Saturday, March 13, 2010

Reading Muller's The Land of Green Plums

I recently finished reading The Land of Green Plums the novel written by 2009 Nobel Prize winner Herta Muller. Muller is Romanian-German and there were several reasons I put the book on my reading list. I’d never read any Muller, or to be honest, heard of her before the Nobel bestowed its prize. I also have a slight aversion to German fiction after living in Munich for a few years and felt it time to move beyond my own pathology (don't ask but it was one of my 2010 New Year’s resolutions). More importantly, my in-laws, now living in Jerusalem, fled pre-Ceauşescu Romania in the early 1960s. Their exit may have been part of what is known as the “Gentlemen’s Agreement” between Romania and Israel under which Israel paid Romania hard currency or provided economic assistance for every Jew “allowed” to emigrate. Even for Jews, such a decision must have been difficult as those that applied to leave were labeled enemies of the Communist system, of the country. This resulted in immediate humiliating dismissal from the place of employment and social stigmatisation. My in-laws left businesses, friends, family and came to Israel where a few years later, my husband and his sister were born. Muller herself may have been part of this same program as in the 1960s Ceausescu decided to "sell" not only Jews, but also Romanians of German origin who wanted to return to live in Germany -- The "selling" of people was a unique occurrence in modern history. He considered "Jews, Germans, and oil" the most important export commodities in Romania. For all those reasons, Muller seemed an important writer.

The novel takes place in an unspecified location and time, though it is a large city and sometime during Romanian dictator Ceausescu’s reign 24-year reign. I imagined Bucharest, Romania’s capital, in the late 1970s or early 1980s. The novel is told through the eyes of an unnamed young woman who leaves her small village for college and work. The narrator is of German origin, and may be modeled on Muller herself. We do learn names of several of her friends—Lola, Tereza, Edgar, Kurt, and Georg. Lola, one of the narrator’s roommates, kills herself early in the book. By the end, Tereza, who may or may not be an informant, succumbs to some unnamed disease perhaps cancer, Kurt and Georg are dead, after fleeing Romania, while the narrator and Edgar, who also manage to escape, are living in a state of still-constant fear in Germany.

The language in the book is simple and usually told via the interior monologue of the main character. Thus we often lose track of who is speaking, the action. Muller also uses created metaphors such as ‘heartbeast,’ ‘the eating of green plums’ by police officers, a ‘singing’ grandmother to indicate emotional states. The metaphors are strange, but are very expressive. They make you feel the oppressive atmosphere in a totalitarian regime, one starts to feel persecuted by "harmless men with dogs" walking behind you, one can relate perfectly well to how the characters grow more and more hopeless.
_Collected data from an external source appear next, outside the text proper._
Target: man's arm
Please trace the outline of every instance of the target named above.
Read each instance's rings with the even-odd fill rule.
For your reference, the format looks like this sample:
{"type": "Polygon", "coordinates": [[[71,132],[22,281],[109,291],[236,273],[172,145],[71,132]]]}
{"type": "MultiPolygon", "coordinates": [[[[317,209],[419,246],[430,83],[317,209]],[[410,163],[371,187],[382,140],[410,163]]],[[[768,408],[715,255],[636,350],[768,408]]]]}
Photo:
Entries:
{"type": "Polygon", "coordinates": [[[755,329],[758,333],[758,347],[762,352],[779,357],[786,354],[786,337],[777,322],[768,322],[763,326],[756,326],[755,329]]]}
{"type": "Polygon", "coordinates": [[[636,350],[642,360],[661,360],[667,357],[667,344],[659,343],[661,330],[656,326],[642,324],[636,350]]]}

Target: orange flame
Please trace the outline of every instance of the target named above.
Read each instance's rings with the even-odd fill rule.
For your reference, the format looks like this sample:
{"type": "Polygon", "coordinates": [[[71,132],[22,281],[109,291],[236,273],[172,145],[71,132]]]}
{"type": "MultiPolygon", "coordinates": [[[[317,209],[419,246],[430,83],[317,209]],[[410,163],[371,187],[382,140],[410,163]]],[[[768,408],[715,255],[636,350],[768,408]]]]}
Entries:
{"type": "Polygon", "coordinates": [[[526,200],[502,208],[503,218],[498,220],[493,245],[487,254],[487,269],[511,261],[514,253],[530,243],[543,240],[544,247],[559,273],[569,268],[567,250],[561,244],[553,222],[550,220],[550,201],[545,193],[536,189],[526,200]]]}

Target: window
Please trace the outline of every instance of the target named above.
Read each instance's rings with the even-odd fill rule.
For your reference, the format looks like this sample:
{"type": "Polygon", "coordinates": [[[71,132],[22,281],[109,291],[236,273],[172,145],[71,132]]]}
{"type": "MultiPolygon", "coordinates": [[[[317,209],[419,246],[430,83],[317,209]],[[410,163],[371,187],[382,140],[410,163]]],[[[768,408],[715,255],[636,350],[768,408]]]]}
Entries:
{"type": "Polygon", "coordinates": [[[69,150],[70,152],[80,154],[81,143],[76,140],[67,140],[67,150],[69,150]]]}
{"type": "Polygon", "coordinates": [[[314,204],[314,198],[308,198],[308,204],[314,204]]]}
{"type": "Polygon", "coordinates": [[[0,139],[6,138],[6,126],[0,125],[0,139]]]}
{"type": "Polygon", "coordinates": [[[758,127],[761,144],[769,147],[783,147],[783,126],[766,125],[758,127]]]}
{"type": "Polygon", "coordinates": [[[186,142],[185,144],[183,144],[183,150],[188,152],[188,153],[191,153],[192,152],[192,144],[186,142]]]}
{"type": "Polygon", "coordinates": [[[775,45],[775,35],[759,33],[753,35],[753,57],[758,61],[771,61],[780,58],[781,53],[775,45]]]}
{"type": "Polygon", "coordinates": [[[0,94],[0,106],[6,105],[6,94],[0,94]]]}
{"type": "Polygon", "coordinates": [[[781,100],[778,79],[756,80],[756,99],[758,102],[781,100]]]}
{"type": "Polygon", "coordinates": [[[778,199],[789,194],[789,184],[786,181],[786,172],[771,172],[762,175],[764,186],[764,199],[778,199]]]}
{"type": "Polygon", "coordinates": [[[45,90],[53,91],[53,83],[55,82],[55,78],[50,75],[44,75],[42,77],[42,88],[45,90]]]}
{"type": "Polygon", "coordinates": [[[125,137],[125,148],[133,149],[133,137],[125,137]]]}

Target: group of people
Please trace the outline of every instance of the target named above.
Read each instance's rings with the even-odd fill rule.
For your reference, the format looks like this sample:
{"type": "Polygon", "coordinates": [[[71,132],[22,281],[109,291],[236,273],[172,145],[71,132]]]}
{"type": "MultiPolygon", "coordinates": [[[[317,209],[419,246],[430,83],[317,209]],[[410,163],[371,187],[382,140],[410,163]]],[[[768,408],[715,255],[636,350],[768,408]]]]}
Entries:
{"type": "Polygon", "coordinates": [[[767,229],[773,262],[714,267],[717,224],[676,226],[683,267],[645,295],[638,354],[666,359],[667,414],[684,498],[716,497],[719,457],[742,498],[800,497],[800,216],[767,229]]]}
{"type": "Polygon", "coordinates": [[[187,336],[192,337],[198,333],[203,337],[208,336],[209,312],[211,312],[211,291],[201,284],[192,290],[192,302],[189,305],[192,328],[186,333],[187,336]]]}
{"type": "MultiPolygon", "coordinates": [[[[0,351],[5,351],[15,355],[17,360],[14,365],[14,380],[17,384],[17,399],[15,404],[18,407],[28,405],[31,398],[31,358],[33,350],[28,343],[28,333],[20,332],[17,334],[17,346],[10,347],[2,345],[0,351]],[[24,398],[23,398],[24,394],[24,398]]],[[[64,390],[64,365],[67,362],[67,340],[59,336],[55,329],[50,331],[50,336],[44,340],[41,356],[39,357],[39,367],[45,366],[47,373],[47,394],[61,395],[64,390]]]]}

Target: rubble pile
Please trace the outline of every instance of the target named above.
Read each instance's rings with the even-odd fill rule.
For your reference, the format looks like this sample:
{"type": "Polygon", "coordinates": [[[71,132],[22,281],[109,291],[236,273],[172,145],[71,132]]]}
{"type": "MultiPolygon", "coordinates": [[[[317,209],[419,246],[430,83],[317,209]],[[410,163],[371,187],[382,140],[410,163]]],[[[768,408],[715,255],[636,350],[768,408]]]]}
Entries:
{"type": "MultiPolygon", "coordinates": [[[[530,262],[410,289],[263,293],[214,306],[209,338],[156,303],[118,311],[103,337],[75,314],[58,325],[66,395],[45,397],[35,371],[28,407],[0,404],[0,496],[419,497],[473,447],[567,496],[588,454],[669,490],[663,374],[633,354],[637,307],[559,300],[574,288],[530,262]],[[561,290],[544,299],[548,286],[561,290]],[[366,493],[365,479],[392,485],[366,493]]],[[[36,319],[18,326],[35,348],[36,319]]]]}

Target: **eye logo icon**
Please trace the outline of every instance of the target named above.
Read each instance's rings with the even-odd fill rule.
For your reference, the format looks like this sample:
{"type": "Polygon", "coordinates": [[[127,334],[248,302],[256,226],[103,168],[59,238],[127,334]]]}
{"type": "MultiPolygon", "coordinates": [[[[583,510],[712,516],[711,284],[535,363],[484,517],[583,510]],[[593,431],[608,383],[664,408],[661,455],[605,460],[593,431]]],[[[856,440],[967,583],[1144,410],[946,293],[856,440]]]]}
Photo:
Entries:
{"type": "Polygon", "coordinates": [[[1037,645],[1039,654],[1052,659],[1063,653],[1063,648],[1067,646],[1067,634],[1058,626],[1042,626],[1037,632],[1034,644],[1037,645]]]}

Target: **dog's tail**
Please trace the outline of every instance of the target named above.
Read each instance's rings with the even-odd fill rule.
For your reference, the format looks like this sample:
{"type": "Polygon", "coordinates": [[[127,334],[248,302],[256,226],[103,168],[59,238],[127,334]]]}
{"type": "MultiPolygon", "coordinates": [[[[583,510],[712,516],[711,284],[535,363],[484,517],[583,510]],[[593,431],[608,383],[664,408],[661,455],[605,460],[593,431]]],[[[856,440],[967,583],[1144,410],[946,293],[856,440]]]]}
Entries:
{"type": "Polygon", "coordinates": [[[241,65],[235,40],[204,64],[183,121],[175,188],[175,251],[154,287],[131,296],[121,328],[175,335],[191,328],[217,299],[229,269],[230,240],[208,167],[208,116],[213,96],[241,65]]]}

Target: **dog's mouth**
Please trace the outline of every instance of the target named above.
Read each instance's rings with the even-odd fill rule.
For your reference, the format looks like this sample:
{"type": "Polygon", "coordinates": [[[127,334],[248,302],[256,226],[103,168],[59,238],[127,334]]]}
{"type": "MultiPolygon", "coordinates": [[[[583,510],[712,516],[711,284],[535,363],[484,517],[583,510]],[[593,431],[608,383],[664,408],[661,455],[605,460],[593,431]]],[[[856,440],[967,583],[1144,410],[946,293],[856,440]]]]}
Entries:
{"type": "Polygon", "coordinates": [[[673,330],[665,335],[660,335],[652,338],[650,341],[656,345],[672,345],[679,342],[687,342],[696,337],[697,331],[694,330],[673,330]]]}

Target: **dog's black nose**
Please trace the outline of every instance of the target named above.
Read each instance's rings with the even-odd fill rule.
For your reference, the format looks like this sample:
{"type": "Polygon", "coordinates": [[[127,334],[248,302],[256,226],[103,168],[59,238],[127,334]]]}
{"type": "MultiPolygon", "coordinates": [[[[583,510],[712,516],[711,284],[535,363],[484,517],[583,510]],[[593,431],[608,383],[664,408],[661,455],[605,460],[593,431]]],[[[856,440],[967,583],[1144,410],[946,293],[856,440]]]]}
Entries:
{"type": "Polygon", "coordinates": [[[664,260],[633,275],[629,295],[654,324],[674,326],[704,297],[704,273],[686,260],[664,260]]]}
The Land of Green Plums brings to mind absurdist literature in the vein of Camus and Kafka. The novel lacks a traditional plot structure, the characters are ambiguous in nature, and it is basically a study of human behavior under circumstances that are highly unusual. But this is a perfectly valid way of expressing such life in art. To deal with the experience of totalitarianism would appear to demand either a talent for such poetic near-evasion or for absurdist, almost surreal comedy. In Muller’s case, it is the former rather than the latter. Humor, at least here, is not one of her tools. But given the suffering and deprivation Romanians suffered under Ceausescu, including her own, perhaps Muller felt any lightening of the novel’s atmosphere would have been further absurdity.

I admit I have typically turned to the poetic works by Czeslaw Milosz, Durs Grunbein, Adam Zagajewski, Anna Achmatova, Osip Mandelstam as lenses into this type of experience. Muller’s work though cannot be ignored. It isn’t necessarily fun reading, but it is I suppose necessary.